Eugénie crée son emploi 3(suite )


Bébé grandissait, elle s’appelait Agathe. Elle marchait et commençait à dire quelques mots. Martial était moins présent aux côtés d’Eugénie qui avait désormais de bonnes routines et quelques petits contrats pour faire ce qu’elle aimait vraiment : accompagner des artistes dans leurs premiers pas, organiser des expositions, concevoir des publications, développer elle-même ses idées artistiques. C’était extrêmement peu rémunérateur, mais c’est là qu’elle trouvait un vrai sens.

Martial qui voyait beaucoup plus grand lui proposa d’investir dans d’autres affaires que montaient des amis à lui : un cercle sportif fondé par un excellent coach et un business d’achats d’appartements à remettre en état et à décorer pour les offrir à la location par un autre ami qui avait travaillé deux ans dans l’immobilier et y avait vu de vraies opportunités.
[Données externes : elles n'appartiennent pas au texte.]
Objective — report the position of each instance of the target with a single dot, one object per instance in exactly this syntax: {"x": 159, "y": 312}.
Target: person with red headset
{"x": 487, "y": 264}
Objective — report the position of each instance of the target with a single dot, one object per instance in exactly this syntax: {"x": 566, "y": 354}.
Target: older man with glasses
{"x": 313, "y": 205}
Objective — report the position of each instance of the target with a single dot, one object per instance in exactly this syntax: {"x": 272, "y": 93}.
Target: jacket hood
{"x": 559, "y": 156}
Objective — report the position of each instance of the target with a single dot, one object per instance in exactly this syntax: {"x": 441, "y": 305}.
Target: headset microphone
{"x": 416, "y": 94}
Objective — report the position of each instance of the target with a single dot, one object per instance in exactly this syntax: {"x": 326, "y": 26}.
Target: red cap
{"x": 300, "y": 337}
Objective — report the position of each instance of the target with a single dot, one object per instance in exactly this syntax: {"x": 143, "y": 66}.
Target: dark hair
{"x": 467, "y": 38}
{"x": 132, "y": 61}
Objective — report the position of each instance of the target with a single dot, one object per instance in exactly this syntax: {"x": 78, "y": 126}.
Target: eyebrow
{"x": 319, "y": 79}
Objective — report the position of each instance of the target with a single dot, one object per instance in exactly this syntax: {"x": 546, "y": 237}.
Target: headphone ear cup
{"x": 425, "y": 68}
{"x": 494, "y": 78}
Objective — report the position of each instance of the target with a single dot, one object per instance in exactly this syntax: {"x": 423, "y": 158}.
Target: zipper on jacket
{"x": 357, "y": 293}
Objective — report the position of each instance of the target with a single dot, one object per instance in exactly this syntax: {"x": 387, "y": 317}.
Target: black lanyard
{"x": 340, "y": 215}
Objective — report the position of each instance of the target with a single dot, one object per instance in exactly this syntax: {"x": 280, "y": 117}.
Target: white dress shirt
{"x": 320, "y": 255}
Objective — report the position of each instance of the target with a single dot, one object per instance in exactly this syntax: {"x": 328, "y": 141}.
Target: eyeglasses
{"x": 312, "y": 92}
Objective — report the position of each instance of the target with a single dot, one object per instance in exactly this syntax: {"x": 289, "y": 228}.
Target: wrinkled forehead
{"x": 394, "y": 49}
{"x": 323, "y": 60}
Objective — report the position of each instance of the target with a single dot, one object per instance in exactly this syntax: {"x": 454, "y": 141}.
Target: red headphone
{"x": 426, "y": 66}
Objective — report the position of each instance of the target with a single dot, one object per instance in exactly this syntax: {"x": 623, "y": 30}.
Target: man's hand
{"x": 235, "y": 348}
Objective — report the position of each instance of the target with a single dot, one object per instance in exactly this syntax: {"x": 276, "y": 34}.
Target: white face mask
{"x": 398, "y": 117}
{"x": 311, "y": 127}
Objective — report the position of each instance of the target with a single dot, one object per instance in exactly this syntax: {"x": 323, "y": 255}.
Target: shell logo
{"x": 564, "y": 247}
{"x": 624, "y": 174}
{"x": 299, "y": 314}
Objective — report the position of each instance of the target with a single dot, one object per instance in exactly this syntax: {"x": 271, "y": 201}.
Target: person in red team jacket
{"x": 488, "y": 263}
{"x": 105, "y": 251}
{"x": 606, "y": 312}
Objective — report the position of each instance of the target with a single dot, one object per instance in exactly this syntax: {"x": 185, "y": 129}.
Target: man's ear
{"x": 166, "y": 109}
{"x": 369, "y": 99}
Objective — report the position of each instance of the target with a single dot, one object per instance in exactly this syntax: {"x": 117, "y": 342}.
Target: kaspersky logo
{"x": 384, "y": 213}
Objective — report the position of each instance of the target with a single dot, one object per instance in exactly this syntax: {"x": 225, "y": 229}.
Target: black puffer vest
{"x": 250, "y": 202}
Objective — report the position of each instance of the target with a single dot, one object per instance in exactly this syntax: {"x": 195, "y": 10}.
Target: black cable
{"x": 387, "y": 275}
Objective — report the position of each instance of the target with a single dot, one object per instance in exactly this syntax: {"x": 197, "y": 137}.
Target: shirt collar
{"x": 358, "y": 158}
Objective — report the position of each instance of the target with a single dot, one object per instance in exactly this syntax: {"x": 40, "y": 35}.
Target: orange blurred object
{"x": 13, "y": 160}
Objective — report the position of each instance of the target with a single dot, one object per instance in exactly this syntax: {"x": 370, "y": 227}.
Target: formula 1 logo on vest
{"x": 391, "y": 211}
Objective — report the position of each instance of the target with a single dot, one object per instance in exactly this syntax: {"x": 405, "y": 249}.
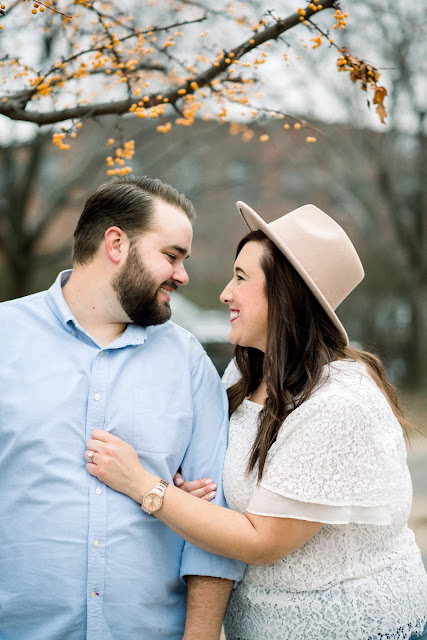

Ils ciblaient le haut de gamme l’excellence et les investissements à prévoir étaient conséquents. Eugénie hésita, mais céda. Martial était son coach, mais aussi le père d’Agathe et devait comme elle avoir à cœur de lui assurer un avenir et de ne pas les mettre tous sur la paille.

Eugénie ne reconnaissait plus Martial qui de coach inventif s’était transformé en dirigeant d’entreprise un peu infatué et suffisant. Elle s’était lassée depuis longtemps des voyages pour VIP où elle continuait à le suivre. Les photos de famille (car il fallait qu’Agathe soit là aussi) au bord de toutes les piscines du monde, cela devenait vite ennuyeux. Lorsqu’Agathe rentra à l’école, Eugénie tenta de renégocier le pourcentage de Martial. 50 % c’était beaucoup pour quelqu’un qu’elle ne voyait plus que rarement et les retours sur investissements de ses placements se faisaient attendre. Le cercle sportif n’avait toujours obtenu l’autorisation d’ouverture au public et les travaux trainaient dans les appartements.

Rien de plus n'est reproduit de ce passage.